Introduction / Context:
This is a conceptual sequence problem involving averages. The rule given is that each term from the third onward equals the arithmetic mean of all previous terms. Recognizing the pattern that emerges after the first few terms helps you avoid heavy computation, especially when asked for a far-off term like the 25th term.

Given Data / Assumptions:

• First term a₁ = 1.
• Second term a₂ = 5.
• For n ≥ 3, a_n = (a₁ + a₂ + … + a_n−1) / (n − 1).
• We must find a₂₅.

Concept / Approach:
Instead of computing all 25 terms directly, we look for a stable pattern. When each new term equals the average of all previous terms, the sequence tends to stabilize, often becoming constant from some point onward. We can compute the first few terms, look for such stabilization and then generalize.

Step-by-Step Solution:
Step 1: Calculate the first few terms explicitly. a1 = 1, a2 = 5. Step 2: For a3, use the rule: a3 = (a1 + a2) / 2 = (1 + 5) / 2 = 6 / 2 = 3. Step 3: Compute the sum S3 = a1 + a2 + a3 = 1 + 5 + 3 = 9. Step 4: For a4: a4 = S3 / 3 = 9 / 3 = 3. Step 5: New sum S4 = S3 + a4 = 9 + 3 = 12. Step 6: For a5: a5 = S4 / 4 = 12 / 4 = 3. Step 7: Now observe the pattern. Once a3 becomes 3, every new term adds 3 to the sum, and the average of all terms up to that point remains 3. Step 8: More formally, suppose for some k ≥ 3 we have a3 = a4 = … = a_k = 3 and S_k is the sum up to k. Then S_k = 1 + 5 + (k − 2)*3. Step 9: For term a_k+1, we have a_k+1 = S_k / k. Step 10: Substitute S_k: S_k = 6 + 3(k − 2) = 6 + 3k − 6 = 3k, so a_k+1 = (3k) / k = 3. Step 11: This shows by induction that all terms from a3 onward are equal to 3. Step 12: Therefore, a25 (the 25th term) must also be 3.
Verification / Alternative check:
We can compute a few more terms directly to gain confidence: a3 = 3, a4 = (1 + 5 + 3) / 3 = 3, a5 = (1 + 5 + 3 + 3) / 4 = 3. The total remains 3 times the number of terms from a3 onward, which keeps the average at 3 each time. This confirms the stabilized pattern.

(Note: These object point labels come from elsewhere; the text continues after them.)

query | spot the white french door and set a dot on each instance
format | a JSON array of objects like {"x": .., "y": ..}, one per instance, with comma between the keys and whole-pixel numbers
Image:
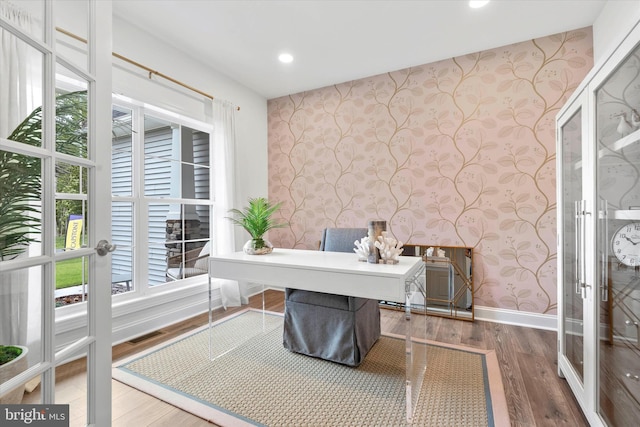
[
  {"x": 60, "y": 128},
  {"x": 574, "y": 358}
]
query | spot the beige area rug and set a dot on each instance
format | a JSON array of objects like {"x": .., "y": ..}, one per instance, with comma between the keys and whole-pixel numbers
[{"x": 260, "y": 383}]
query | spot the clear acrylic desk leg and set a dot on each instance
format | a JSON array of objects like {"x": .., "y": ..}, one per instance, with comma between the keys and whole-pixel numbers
[{"x": 415, "y": 350}]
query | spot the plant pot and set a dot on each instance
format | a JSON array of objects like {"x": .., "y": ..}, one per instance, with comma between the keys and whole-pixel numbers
[
  {"x": 258, "y": 247},
  {"x": 10, "y": 370}
]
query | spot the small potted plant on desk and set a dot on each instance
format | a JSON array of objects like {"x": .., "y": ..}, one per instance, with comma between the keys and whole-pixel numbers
[{"x": 256, "y": 219}]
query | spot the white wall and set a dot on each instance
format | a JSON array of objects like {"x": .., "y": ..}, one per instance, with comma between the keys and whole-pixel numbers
[{"x": 615, "y": 21}]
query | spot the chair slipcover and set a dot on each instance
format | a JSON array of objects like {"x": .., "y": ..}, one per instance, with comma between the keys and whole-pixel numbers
[{"x": 333, "y": 327}]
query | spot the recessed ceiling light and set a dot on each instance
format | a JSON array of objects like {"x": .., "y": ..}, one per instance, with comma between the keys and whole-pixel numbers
[
  {"x": 477, "y": 3},
  {"x": 285, "y": 58}
]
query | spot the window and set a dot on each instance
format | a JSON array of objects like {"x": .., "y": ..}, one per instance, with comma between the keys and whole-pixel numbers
[{"x": 161, "y": 209}]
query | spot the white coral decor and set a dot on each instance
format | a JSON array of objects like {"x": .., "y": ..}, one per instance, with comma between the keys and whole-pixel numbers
[
  {"x": 390, "y": 248},
  {"x": 362, "y": 248}
]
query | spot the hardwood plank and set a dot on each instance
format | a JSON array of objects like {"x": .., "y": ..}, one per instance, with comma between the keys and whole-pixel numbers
[{"x": 536, "y": 396}]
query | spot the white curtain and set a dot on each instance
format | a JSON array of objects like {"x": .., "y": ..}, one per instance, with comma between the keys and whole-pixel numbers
[
  {"x": 224, "y": 189},
  {"x": 20, "y": 93},
  {"x": 16, "y": 65}
]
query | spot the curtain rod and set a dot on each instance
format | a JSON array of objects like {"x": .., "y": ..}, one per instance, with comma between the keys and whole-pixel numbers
[{"x": 144, "y": 67}]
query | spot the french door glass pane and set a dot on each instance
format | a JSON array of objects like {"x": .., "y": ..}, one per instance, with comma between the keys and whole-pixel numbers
[
  {"x": 21, "y": 86},
  {"x": 618, "y": 243},
  {"x": 572, "y": 194},
  {"x": 28, "y": 15},
  {"x": 21, "y": 322},
  {"x": 72, "y": 281},
  {"x": 71, "y": 113}
]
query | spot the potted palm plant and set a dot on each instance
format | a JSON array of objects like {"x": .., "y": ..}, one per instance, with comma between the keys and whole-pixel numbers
[
  {"x": 256, "y": 219},
  {"x": 20, "y": 208}
]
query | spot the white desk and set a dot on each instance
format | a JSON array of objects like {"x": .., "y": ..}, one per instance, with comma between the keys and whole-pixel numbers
[{"x": 336, "y": 273}]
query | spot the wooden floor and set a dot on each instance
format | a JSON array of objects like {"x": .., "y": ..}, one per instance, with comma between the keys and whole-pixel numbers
[{"x": 536, "y": 396}]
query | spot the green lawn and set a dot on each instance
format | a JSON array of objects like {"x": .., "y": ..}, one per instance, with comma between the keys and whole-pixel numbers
[{"x": 69, "y": 272}]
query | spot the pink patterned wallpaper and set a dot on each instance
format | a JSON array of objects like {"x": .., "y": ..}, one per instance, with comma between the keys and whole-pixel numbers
[{"x": 459, "y": 152}]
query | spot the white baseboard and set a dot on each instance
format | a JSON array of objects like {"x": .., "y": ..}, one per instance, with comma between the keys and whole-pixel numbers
[{"x": 517, "y": 318}]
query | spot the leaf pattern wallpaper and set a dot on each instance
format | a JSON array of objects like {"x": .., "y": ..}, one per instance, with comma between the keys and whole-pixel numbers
[{"x": 460, "y": 152}]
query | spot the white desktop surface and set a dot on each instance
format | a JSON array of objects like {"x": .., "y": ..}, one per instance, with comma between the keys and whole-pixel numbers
[{"x": 321, "y": 271}]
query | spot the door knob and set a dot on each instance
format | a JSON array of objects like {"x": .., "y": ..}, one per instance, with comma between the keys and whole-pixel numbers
[{"x": 104, "y": 247}]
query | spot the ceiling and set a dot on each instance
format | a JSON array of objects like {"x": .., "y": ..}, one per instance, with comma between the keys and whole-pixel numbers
[{"x": 335, "y": 41}]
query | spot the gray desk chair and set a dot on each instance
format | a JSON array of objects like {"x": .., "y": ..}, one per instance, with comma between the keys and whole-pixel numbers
[{"x": 338, "y": 328}]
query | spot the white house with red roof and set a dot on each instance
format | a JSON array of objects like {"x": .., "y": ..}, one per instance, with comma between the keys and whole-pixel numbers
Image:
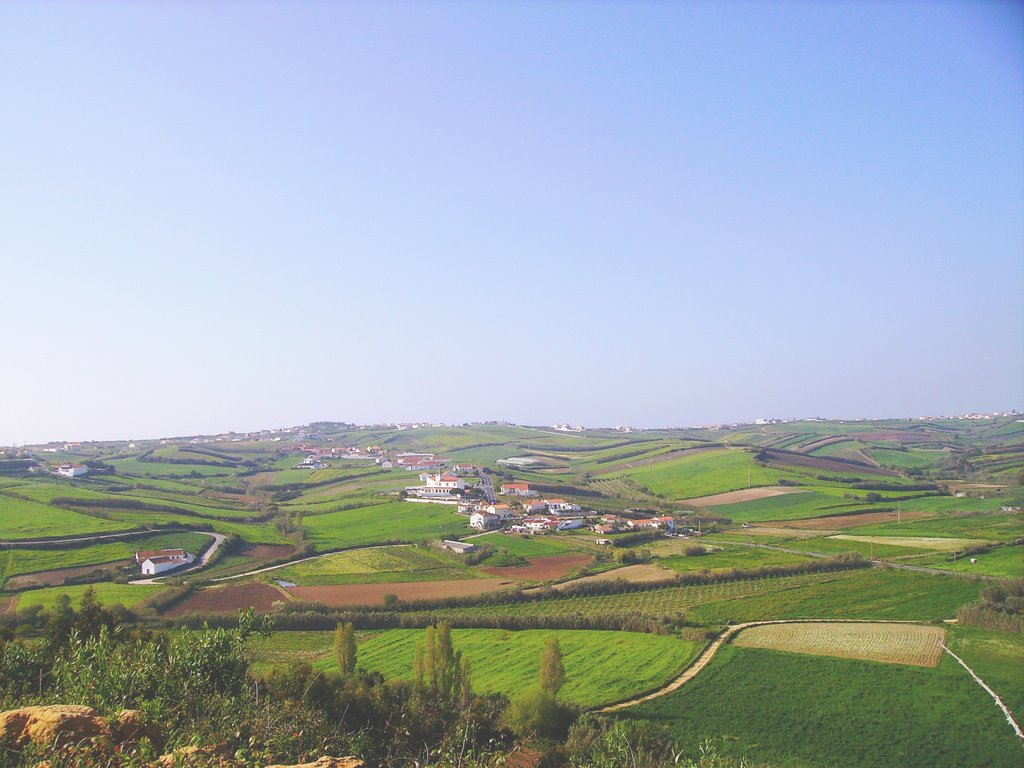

Why Other Options Are Wrong:
2.5, 3.5, 4, 5: These values might appear if someone incorrectly averages only the last few terms or applies an incorrect recurrence relation. They do not match the stable pattern demonstrated by the correct inductive reasoning.
Common Pitfalls:
A major pitfall is to attempt manual computation of every term up to the 25th without spotting the stabilization after the third term, which is time-consuming and error-prone. Another is to misapply the averaging rule by taking an average of only the previous one or two terms instead of all preceding terms, which yields a different sequence altogether.

Final Answer:
The 25th term of the sequence is 3.